To see what this looks like, let’s plot it out with ggplot. We can pretty clearly see the shapes of Maryland counties.

md_counties |>
  ggplot() +
  geom_sf() +
  theme_minimal()

With this county map, we can layer our places data.

Something to note: The layers are rendered in the order they appear. So the first geom_sf is rendered first. The second geom_sf is rendered ON TOP OF the first one.

We’re also going to change things up a bit to put the datasets we want to display INSIDE of the geom_sf() function, instead of starting with a dataframe. We have two to plot now, so it’s easier this way.

ggplot() +
  geom_sf(data=md_counties) +
  geom_sf(data=md_zips) +
  theme_minimal()

Notice the subtle differences at the boundaries?

Let’s dive back into zip codes and this time bring along data on notices of intent to foreclosure by zip code (found at https://opendata.maryland.gov/Housing/Maryland-Notices-of-Intent-to-Foreclose-by-Zip-Cod/ftsr-vapt). Where are these foreclosure notices appearing?

foreclosure_zip <- read_csv("data/Maryland_Notices_of_Intent_to_Foreclose_by_Zip_Code.csv") |> clean_names()
Rows: 547 Columns: 22
── Column specification ────────────────────────────────────────────────────────
Delimiter: ","
chr  (1): Zip
dbl (21): July 2021, August 2021, September 2021, October 2021, November 202...

ℹ Use `spec()` to retrieve the full column specification for this data.
ℹ Specify the column types or set `show_col_types = FALSE` to quiet this message.
foreclosure_zip_march_2023 <- foreclosure_zip |> 
  select(zip, march_2023)

Now we can join the zip codes to the foreclosure data.

zip_codes_with_foreclosures <- md_zips |> left_join(foreclosure_zip_march_2023, join_by(ZIPCODE1==zip))

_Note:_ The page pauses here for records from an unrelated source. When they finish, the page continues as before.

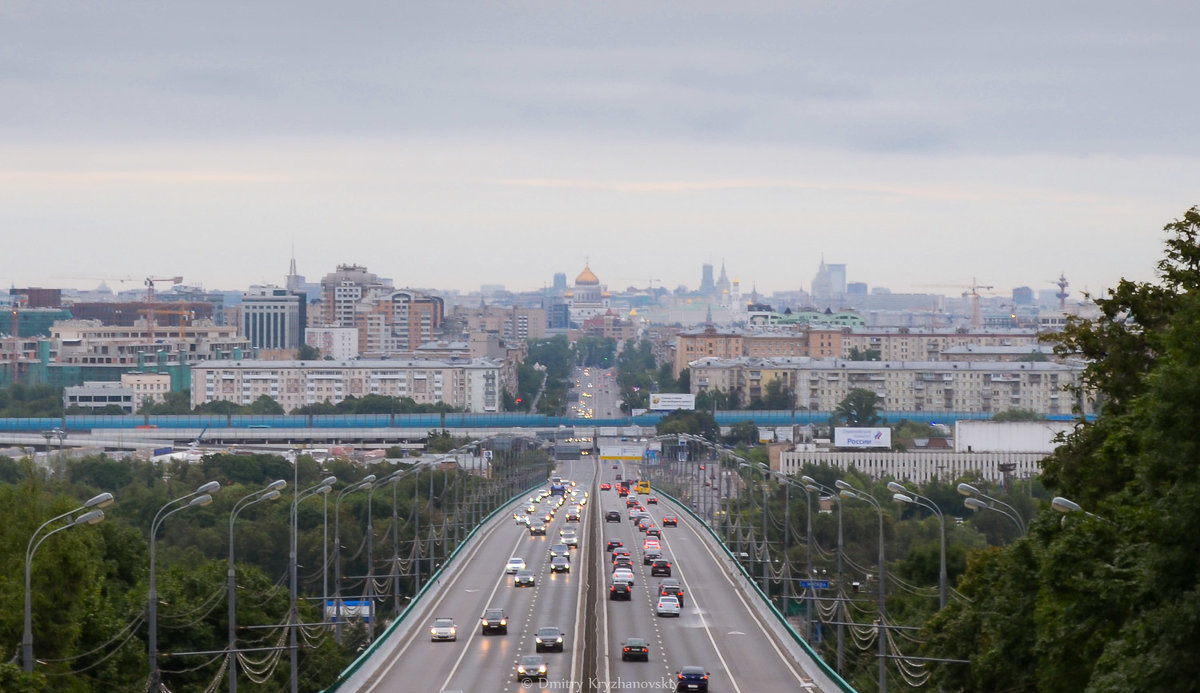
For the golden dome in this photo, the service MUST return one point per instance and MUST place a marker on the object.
(587, 277)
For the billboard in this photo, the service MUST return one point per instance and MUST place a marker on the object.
(671, 401)
(862, 438)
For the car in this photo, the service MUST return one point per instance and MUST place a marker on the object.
(671, 588)
(443, 630)
(667, 606)
(621, 590)
(691, 679)
(532, 667)
(549, 638)
(635, 649)
(493, 620)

Now we can use color to distinguish zip codes from each other. Let’s use the number of foreclosure notices to start with:

county_centroids <- st_centroid(zip_codes_with_foreclosures)
Warning: st_centroid assumes attributes are constant over geometries
ggplot() +
  geom_sf(data=zip_codes_with_foreclosures, aes(fill=march_2023)) +
  scale_colour_viridis_b(option="magma") +
  theme_minimal()

With these changes, what can we make out here? First, you can pretty easily spot zip codes with a high number of foreclosures - in Prince George’s County in particular, along with zip codes around Baltimore and in places in the northeast and northwest parts of the state.